Ensemble Kalman Filter Parameter Estimation of Ocean Optical Properties for Reduced Biases in a Coupled General Circulation Model

• Main Authors: V. Kitsios, P. Sandery, T. J. O’Kane, R. Fiedler
• Format: Article
• Language: English
• Published: American Geophysical Union (AGU) 2021-02-01
• Series: Journal of Advances in Modeling Earth Systems
• Subjects: coupled GCM; data assimilation; ensemble Kalman filter; model bias; parameter estimation
• Online Access: https://doi.org/10.1029/2020MS002252

Abstract Coupled general circulation models (GCM), and their atmospheric, oceanic, land, and sea‐ice components have many parameters. Some parameters determine the numerics of the dynamical core, while others are based on our current understanding of the physical processes being simulated. Many of these parameters are poorly known, often globally defined, and are subject to pragmatic choices arising from a complex interplay between grid resolution and inherent model biases. To address this problem, we use an ensemble transform Kalman filter, to estimate spatiotemporally varying maps of ocean albedo and shortwave radiation e‐folding length scale in a coupled climate GCM. These parameters are designed to minimize the error between short term (3–28 days) forecasts of the climate model and a network of real world atmospheric, oceanic, and sea‐ice observations.
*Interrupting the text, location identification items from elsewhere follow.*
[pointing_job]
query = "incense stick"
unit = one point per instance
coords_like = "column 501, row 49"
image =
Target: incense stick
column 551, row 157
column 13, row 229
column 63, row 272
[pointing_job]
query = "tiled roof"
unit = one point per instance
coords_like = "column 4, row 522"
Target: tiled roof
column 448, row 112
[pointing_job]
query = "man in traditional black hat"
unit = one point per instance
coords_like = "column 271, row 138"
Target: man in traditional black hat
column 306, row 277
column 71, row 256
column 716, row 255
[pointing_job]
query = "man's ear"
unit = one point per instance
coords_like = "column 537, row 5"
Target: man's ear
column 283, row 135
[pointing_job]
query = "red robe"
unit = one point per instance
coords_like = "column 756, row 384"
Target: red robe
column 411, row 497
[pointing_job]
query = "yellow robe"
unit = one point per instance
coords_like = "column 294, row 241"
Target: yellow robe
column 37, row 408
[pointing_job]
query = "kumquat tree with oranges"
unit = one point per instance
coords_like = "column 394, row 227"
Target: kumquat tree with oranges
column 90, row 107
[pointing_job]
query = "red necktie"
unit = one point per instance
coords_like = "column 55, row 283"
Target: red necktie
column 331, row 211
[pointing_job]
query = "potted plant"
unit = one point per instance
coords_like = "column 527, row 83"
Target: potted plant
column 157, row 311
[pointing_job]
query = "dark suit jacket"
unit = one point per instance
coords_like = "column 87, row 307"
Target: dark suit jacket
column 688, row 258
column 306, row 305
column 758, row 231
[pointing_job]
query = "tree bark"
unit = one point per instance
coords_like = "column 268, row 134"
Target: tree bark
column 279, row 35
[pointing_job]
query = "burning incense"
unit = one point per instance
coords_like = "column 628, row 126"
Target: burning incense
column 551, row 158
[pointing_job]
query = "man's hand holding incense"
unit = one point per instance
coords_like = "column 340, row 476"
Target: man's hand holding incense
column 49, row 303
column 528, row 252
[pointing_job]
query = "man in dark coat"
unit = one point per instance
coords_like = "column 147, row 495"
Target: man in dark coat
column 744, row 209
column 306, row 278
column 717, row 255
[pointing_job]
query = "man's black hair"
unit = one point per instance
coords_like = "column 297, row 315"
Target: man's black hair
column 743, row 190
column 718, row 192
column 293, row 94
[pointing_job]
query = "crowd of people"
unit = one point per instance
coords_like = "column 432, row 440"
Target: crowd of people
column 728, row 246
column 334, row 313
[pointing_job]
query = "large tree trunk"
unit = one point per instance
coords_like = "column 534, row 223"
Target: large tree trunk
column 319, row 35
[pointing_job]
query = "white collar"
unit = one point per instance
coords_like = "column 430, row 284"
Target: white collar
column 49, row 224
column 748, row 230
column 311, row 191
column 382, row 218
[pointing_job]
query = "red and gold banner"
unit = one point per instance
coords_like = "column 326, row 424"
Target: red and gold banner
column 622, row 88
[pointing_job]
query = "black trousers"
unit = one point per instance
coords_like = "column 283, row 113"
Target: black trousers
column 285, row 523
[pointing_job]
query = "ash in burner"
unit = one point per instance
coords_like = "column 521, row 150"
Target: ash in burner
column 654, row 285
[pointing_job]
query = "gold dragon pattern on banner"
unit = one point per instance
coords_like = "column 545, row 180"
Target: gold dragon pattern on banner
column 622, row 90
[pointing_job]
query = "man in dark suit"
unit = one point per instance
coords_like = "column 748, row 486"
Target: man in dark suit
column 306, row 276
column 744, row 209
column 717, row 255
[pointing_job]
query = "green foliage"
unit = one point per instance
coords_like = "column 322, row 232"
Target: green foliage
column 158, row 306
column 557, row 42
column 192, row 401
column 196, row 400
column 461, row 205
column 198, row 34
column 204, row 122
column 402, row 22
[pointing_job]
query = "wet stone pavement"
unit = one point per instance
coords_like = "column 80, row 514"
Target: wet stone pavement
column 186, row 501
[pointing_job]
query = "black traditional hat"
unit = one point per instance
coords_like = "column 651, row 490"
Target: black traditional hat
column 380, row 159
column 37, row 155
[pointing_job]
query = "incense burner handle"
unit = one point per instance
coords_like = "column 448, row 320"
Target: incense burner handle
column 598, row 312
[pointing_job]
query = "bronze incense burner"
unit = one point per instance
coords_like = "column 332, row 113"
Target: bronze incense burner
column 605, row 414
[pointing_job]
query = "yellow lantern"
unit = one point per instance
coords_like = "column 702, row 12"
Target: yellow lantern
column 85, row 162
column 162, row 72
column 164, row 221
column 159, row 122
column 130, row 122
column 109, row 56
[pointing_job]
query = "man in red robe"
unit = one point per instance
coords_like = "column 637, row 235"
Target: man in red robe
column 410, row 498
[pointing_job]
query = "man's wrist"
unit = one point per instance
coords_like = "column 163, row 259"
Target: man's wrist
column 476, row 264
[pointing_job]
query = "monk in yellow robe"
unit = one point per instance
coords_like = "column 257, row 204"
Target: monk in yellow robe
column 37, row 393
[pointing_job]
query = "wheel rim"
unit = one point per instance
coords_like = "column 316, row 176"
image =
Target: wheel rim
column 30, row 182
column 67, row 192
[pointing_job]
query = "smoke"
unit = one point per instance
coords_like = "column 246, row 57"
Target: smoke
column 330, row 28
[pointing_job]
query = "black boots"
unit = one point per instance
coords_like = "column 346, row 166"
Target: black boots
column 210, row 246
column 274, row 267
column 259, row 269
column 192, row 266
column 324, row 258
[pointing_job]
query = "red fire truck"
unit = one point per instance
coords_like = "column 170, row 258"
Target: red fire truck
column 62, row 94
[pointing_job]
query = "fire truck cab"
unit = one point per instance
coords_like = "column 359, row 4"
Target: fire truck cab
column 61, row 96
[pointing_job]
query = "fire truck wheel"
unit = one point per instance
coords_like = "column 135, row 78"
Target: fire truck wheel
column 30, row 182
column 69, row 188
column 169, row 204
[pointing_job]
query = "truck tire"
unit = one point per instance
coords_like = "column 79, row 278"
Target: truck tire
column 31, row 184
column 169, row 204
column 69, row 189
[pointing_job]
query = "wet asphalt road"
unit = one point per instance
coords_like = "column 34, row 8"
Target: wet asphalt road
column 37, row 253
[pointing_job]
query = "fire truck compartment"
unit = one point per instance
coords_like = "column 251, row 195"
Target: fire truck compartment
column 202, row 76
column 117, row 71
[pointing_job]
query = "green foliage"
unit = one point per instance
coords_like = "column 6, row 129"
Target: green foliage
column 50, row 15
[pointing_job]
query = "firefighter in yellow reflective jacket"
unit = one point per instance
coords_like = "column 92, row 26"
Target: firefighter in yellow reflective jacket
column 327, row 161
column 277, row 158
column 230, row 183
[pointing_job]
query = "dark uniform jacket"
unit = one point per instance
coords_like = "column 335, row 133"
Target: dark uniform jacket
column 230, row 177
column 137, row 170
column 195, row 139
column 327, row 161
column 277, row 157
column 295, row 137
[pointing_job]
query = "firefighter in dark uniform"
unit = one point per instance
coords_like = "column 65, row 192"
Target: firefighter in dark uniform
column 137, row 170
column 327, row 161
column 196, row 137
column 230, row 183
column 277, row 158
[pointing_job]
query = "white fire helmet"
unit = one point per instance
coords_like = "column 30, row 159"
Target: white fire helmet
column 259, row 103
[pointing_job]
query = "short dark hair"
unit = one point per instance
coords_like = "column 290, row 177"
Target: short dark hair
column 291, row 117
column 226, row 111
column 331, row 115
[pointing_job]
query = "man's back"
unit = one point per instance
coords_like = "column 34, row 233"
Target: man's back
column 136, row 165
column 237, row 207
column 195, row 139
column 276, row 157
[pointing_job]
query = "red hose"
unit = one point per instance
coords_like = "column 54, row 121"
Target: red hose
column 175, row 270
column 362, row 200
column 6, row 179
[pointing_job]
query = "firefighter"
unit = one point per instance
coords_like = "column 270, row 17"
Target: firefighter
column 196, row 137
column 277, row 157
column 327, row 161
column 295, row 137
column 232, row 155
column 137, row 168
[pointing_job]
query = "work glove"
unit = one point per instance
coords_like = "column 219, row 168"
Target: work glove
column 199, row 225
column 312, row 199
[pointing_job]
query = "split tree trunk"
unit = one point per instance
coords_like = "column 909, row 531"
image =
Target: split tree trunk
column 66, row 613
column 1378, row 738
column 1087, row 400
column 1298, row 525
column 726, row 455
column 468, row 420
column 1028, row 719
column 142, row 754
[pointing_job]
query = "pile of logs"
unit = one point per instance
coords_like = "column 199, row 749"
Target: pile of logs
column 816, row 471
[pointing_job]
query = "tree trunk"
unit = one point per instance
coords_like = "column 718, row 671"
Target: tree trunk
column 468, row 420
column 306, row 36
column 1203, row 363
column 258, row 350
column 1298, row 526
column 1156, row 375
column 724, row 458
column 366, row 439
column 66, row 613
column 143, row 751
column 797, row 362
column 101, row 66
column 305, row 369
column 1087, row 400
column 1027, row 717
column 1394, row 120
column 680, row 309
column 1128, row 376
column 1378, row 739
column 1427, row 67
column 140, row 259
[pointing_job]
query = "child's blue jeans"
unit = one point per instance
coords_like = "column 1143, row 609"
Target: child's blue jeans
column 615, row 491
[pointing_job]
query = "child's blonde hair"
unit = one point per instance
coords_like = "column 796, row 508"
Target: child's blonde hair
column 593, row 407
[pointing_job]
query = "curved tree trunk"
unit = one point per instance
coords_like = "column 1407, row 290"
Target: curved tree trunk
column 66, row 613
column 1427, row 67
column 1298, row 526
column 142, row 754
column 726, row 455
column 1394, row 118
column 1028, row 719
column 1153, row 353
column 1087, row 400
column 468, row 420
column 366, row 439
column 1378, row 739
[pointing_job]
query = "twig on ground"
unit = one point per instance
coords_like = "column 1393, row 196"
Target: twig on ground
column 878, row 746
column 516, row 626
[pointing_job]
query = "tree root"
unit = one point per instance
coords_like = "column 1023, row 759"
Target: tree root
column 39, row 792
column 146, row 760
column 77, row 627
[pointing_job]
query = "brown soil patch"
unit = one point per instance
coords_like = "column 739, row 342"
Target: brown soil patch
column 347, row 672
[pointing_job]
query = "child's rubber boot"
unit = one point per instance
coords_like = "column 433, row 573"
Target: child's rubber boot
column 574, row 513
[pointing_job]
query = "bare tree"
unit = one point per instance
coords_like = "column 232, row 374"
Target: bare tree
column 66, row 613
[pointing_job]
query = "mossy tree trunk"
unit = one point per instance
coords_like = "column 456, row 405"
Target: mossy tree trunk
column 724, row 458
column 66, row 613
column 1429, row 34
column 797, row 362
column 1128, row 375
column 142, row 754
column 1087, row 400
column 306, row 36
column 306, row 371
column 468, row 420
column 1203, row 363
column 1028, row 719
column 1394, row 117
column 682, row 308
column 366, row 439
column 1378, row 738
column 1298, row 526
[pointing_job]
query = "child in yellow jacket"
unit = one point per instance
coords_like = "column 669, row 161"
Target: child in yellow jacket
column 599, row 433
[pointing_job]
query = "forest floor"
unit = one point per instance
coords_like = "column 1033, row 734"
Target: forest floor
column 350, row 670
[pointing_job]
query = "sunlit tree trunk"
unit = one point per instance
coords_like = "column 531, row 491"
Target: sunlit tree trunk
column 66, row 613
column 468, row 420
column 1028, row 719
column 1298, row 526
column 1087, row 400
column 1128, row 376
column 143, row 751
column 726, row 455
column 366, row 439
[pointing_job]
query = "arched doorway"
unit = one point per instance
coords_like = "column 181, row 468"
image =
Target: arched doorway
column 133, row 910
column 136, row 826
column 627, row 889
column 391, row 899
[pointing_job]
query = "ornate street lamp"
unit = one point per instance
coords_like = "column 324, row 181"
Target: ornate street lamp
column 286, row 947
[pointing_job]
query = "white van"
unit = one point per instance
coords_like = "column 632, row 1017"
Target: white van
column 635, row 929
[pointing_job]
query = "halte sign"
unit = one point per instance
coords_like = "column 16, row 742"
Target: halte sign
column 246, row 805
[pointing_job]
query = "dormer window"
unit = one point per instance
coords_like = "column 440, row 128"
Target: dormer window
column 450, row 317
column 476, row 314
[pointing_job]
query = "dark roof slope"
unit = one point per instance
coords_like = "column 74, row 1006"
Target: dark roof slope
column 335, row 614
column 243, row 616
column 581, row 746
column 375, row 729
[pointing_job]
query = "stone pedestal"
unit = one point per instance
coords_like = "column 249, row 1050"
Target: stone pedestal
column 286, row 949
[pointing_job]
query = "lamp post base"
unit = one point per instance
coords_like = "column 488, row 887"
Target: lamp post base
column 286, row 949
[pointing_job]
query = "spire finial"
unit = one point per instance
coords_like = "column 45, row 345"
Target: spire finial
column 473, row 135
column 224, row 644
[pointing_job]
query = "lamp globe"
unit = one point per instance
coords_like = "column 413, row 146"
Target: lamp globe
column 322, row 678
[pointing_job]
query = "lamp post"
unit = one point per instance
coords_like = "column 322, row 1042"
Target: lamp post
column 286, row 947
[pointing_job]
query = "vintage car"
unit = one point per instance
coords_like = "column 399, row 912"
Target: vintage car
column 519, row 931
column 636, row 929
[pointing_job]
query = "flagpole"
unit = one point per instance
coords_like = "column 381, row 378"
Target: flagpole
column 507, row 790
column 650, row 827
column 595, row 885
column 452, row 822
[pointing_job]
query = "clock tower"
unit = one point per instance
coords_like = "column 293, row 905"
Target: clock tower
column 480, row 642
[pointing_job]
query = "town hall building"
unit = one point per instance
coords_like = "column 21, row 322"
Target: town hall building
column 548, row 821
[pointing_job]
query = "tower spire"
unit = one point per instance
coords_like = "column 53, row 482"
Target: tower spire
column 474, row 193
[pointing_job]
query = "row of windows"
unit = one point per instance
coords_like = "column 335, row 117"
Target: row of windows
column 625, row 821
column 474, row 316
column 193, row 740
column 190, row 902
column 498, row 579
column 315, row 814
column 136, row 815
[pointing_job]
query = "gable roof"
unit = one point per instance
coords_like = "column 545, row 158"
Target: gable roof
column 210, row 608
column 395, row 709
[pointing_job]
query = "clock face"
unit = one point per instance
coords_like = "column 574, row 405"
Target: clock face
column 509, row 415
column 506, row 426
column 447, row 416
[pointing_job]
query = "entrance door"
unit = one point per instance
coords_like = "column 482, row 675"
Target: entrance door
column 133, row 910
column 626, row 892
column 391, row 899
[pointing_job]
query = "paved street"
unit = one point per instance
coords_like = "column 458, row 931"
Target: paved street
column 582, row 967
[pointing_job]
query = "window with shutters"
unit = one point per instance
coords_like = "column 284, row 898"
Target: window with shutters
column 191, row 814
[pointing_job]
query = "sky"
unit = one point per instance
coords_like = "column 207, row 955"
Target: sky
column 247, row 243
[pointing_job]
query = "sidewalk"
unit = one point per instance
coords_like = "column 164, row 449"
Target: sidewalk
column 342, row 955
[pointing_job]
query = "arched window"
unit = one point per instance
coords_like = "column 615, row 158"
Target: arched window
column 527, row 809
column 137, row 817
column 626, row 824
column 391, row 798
The data assimilation system has an improved fit to observations when estimating ocean albedo and shortwave e‐folding length scale either individually or simultaneously. However, only individually estimated maps of shortwave e‐folding length scale are also shown to systematically reduce bias in longer multiyear climate forecasts during an out‐of‐sample period. The bias of the multiyear forecasts is reduced for parameter maps determined from longer DA cycle lengths.